Complete inventory being taken of three decades’ worth of evidence

After an independent audit of Aspen Police Department operations earlier this month found an unusually high number of errors in cataloging and preserving evidence, officials have been working around the clock to track down missing items.

APD investigator Walter Chi spent all of last week combing through roughly 1,500 pieces of evidence, tracking how they were initially catalogued, and re-tagging and putting bar codes on each item. Chi said he said he’s about halfway done sifting through what APD chief Richard Pryor said is more than three decades’ worth of evidence.

In May, Denver-based Professional Police Consulting, run by former Westminster police chief Dan Montgomery, randomly inspected 172 Aspen criminal cases. Of those, 130 had pieces of evidence incorrectly labeled or missing.

The cataloged items that auditors could not find in the evidence room included a sword used in a 2004 assault, two miniskirts, lidocaine and syringes, a “victim’s white panties” from a 2009 case, a glass dove seized in 2003, and a sports drink stolen from City Market.

Chi said he hasn’t found much of what was missing in the audit, but Pryor said it was discovered that the panties had been returned to the victim.

The sword and other items will likely turn up since most of what Chi has discovered so far in the evidence room had been misplaced over the years.

“When I was going through the boxes, I was able to locate items that were in the wrong place,” Chi said of the 170 boxes in the evidence room.

In other cases, pieces of evidence have been returned to their owners or released to other agencies but not properly recorded.

“A lot of it has been released to its owner,” Chi said of computer and paper records not being updated to reflect that.

Chi said he found $6,000 from one case that had been improperly stored. Figuring out where it should go “will take a bit of digging,” he said.

Pryor said the municipal code allows money that is collected by convicted criminals to be diverted to educational programs, as long as the court costs and fines related to their cases have been paid.

Chi said it made more sense to do a complete inventory of the evidence room rather than find the missing items first, hoping that they turn up in the process.

“I’m trying to distance myself from what’s missing and just do a full audit,” he said.

Montgomery’s audit reviewed about 25 percent of what’s in the APD’s evidence room.

“We started immediately since the report came back to process everything,” Chi said.

2010-06-21_APD sifting through its evidence roomFiles in the Aspen Police Department’s evidence room, which is undergoing a thorough review after an audit found a high number of problems there.

The APD is following recommendations from the evidence portion of the audit, including cataloging all existing evidence, destroying old evidence, investigating missing items and money, and cross-checking what it actually has with what computer records says it has. Pryor also is implementing a bar code system that will keep track of where and when evidence is moved.

Chi’s work has been an investigation of its own, having to back track through the APD’s three different cataloging systems that have spanned decades, and determine whether pieces of evidence were released and to whom.
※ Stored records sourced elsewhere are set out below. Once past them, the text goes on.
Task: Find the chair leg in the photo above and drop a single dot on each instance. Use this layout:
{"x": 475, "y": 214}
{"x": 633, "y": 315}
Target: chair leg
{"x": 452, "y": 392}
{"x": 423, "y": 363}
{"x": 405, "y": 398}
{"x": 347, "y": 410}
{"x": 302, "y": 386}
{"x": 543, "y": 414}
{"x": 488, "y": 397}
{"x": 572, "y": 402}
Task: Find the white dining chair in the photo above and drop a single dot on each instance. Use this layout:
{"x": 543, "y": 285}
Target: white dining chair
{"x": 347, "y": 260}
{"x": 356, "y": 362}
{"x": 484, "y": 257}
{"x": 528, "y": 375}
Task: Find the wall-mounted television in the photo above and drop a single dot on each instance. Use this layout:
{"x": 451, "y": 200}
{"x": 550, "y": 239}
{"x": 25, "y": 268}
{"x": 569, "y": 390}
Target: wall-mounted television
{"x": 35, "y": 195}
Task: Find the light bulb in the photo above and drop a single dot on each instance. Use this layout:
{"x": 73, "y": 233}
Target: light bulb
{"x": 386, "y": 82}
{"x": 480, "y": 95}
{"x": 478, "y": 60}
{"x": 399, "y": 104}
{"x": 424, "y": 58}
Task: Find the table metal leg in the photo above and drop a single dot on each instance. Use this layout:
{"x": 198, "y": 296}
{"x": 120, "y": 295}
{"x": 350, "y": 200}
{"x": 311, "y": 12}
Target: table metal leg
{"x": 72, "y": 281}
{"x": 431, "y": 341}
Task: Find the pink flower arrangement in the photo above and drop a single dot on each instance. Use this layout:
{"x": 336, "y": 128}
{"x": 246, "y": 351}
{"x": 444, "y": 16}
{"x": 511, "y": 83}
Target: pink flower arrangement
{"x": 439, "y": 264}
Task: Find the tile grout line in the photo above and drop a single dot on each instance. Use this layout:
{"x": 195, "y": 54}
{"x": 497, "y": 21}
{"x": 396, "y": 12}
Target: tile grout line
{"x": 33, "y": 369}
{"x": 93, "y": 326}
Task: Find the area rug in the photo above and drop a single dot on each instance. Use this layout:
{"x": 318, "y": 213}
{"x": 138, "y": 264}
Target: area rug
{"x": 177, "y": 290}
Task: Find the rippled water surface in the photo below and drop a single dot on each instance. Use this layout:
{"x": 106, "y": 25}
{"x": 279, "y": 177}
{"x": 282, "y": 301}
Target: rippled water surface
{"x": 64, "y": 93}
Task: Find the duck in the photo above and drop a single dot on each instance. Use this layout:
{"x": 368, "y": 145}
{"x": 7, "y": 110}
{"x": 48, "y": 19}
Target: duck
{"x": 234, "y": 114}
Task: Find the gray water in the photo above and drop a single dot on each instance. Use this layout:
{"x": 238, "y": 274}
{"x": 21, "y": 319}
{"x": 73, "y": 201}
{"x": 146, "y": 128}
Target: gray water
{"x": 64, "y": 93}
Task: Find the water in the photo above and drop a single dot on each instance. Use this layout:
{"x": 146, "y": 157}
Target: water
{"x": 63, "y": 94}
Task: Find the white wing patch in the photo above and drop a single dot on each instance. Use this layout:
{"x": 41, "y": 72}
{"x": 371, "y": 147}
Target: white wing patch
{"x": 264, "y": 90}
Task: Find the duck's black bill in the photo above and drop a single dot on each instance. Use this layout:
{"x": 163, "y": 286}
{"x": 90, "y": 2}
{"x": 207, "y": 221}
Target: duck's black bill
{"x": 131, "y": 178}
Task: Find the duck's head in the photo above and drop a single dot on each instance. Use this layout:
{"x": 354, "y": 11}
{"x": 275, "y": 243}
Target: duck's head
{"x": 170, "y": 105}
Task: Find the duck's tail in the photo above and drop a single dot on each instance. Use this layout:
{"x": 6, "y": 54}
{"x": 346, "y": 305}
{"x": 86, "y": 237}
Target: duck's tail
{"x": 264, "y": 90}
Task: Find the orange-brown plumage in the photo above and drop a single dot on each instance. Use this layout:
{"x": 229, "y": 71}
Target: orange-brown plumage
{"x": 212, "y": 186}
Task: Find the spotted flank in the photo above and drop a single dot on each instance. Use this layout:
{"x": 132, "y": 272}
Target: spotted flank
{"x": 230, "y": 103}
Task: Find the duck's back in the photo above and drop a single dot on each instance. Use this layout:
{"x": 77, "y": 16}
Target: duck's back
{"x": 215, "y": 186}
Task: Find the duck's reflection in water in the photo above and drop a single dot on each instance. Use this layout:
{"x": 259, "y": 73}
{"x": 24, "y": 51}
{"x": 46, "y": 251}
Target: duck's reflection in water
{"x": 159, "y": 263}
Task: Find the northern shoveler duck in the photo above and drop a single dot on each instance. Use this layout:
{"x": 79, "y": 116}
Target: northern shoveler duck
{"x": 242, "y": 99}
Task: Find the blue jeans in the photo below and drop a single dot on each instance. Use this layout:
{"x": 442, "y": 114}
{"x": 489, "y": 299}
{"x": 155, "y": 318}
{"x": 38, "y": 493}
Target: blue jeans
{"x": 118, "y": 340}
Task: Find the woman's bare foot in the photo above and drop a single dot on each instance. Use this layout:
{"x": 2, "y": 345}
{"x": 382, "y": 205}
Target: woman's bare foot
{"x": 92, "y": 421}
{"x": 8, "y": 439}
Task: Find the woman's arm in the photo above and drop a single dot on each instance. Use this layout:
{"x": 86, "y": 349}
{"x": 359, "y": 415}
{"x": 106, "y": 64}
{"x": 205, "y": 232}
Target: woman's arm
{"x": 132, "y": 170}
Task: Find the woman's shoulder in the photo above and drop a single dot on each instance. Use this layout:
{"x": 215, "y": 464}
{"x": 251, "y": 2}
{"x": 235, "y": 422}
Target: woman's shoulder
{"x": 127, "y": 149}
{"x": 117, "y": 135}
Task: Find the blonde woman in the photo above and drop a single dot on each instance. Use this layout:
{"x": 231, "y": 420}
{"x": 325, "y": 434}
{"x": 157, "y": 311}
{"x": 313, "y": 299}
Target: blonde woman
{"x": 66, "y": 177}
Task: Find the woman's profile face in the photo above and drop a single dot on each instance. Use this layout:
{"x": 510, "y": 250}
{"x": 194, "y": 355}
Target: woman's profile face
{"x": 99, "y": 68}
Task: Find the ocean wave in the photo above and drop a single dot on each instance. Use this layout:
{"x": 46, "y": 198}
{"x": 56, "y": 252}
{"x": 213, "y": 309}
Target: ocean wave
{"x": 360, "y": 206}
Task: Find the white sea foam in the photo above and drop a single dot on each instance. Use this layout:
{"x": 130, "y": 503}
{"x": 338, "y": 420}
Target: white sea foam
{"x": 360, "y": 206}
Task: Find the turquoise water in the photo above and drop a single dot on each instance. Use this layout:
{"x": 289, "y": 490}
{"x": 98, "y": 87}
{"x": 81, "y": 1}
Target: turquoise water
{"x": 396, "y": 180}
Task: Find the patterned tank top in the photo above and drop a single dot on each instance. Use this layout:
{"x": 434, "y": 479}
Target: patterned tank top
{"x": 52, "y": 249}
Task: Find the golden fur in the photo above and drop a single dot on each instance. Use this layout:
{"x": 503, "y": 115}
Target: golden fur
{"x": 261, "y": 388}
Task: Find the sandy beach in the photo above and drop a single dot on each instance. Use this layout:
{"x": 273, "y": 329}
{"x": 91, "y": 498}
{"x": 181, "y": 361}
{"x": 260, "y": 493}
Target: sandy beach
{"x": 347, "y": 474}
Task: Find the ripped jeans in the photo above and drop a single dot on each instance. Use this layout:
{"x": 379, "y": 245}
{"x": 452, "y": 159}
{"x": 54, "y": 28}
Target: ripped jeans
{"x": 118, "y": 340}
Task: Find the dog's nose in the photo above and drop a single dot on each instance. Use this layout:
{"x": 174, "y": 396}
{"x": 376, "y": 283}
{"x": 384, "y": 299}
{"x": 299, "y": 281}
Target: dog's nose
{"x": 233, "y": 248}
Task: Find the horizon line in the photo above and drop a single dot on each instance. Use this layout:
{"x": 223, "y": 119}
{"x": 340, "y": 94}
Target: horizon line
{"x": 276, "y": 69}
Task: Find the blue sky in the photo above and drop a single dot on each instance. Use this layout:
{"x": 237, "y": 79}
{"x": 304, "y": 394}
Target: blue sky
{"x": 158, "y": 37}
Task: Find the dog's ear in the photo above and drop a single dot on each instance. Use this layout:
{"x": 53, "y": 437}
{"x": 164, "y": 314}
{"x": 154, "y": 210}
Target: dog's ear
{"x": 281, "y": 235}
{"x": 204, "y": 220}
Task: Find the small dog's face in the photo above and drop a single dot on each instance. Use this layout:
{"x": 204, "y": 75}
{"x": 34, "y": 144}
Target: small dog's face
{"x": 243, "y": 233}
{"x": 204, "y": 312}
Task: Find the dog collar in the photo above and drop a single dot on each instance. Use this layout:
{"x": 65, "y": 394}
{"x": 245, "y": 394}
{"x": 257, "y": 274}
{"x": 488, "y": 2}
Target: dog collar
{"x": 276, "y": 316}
When he’s done, every single item in the evidence room will be documented and updated.

“By the end of the month, everything will have a bar code and a tag,” Chi said.

The auditors suggested that one full-time person be in charge of the evidence room and its contents.

“At the moment, we need three people to manage it,” Pryor said.

A larger policy issue that the APD will face once a complete inventory has been taken is whether to purge items that are no longer useful and the cases are closed. An exception would be DNA evidence, which could help identify a suspect and prosecute him or her in the future.

There is evidence from two different murder cases dating back to the 1980s and foreign money that officials aren’t sure what to do with.

“It’s a moving target on how to handle your evidence room,” Chi said. “You separate out the highest risk items — drugs, money and guns ... We need to be more security conscious about it.”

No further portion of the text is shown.